LD17: The new legislative map has gifted Republicans an extra seat in the Tucson area, with the number of Biden-won seats here going from four to three. The newly-created Republican seat here is the new 17th, now home to Arizona Senate PPT Vince Leach (R). Leach is quite far to the right and his district is only Trump+4, so he may become a top Democratic target in more favorable Democratic election cycles. For now, however, he starts as a strong favorite for reelection.
Leans Republican seats
LD4: One of the marquee races this cycle will be taking place in the new 4th district, where incumbent Senators Nancy Barto (R-LD15) and Christine Marsh (D-LD28) have been double-bunked. The district mostly resembles the old 28th, but takes in new territory from Scottsdale and cedes some of Phoenix, making it decidedly more Republican, going from Biden+11.8 on the old map to only Biden+0.8 on the new map. Two years ago, Marsh defeated Former Senate Senator Kate Brophy McGee (R) by a nail-biting 497 votes. Two years later, she’ll have to run for reelection against another incumbent in a significantly redder district. The unfavorable environment expected in 2022 will not help her cause. Barto, on the other hand, has taken some far-right positions, having discouraged COVID vaccination and supported former President Trump’s false claims of election fraud in Arizona. However, she has been quite right-wing for some time and it has yet to translate into electoral underperformance. A Democratic upset is possible, but Republicans start off as favorites to win the new 4th.
LD9: Perhaps the most competitive seat on the map, the 9th is a newly configured seat centered in Mesa. At Biden+6 and 33% Hispanic, Democrats have a good chance of winning this district, even in the context of 2022. But Republicans have a strong incumbent, with Senator Tyler Pace being redistricted here from the old 25th. Pace is a decently strong candidate, overperforming former President Trump by 6 points on the same ticket in 2020. It is unclear who Pace might face in the general election, with no Democratic house incumbents drawn into the district and no other major challengers announced.
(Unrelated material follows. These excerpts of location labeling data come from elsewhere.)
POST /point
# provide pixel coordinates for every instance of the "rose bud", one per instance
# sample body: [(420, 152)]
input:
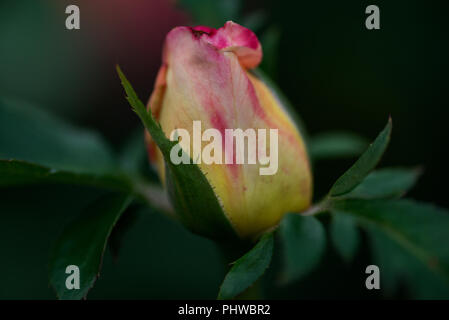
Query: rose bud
[(205, 81)]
With Pace in the running, we see Republicans as slight favorites to win the district, but it could potentially move into the tossup column if Democrats put up a strong challenger or if the environment takes a turn for the better.
LD7: This seat is not at all competitive in the general election, at Trump+25. But it may host one of the most hotly contested and watched legislative primaries nationwide, as two far-right Republican Senate incumbents, Wendy Rogers and Kelly Townsend, are double-bunked. Thanks to her infamous speech at a white nationalist event, Rogers has been censured by the Senate and retains few allies in the Arizona political sphere. However, Rogers has the Trump endorsement and a massive fundraising advantage, with nearly $1,600,000 in the bank as of the start of 2022, compared to only $13,000 for Townsend. Townsend will be relying on help from outside groups to topple the more controversial incumbent, while Rogers will rely on her built-in advantages. Rogers will start off as the favorite in this primary, but it is anyone’s game with more than four months until primary day.
LD27: This is the only single-digit Trump seat yet to be mentioned. At Trump+8, this is not a competitive race in 2022 but it has the potential to get more interesting toward the end of the decade. Senate Majority Leader Rick Gray is retiring, and State Representative Kevin Payne (R) has already filed to run for this seat. Barring a major upset, Payne has a relatively comfortable path to the upper chamber.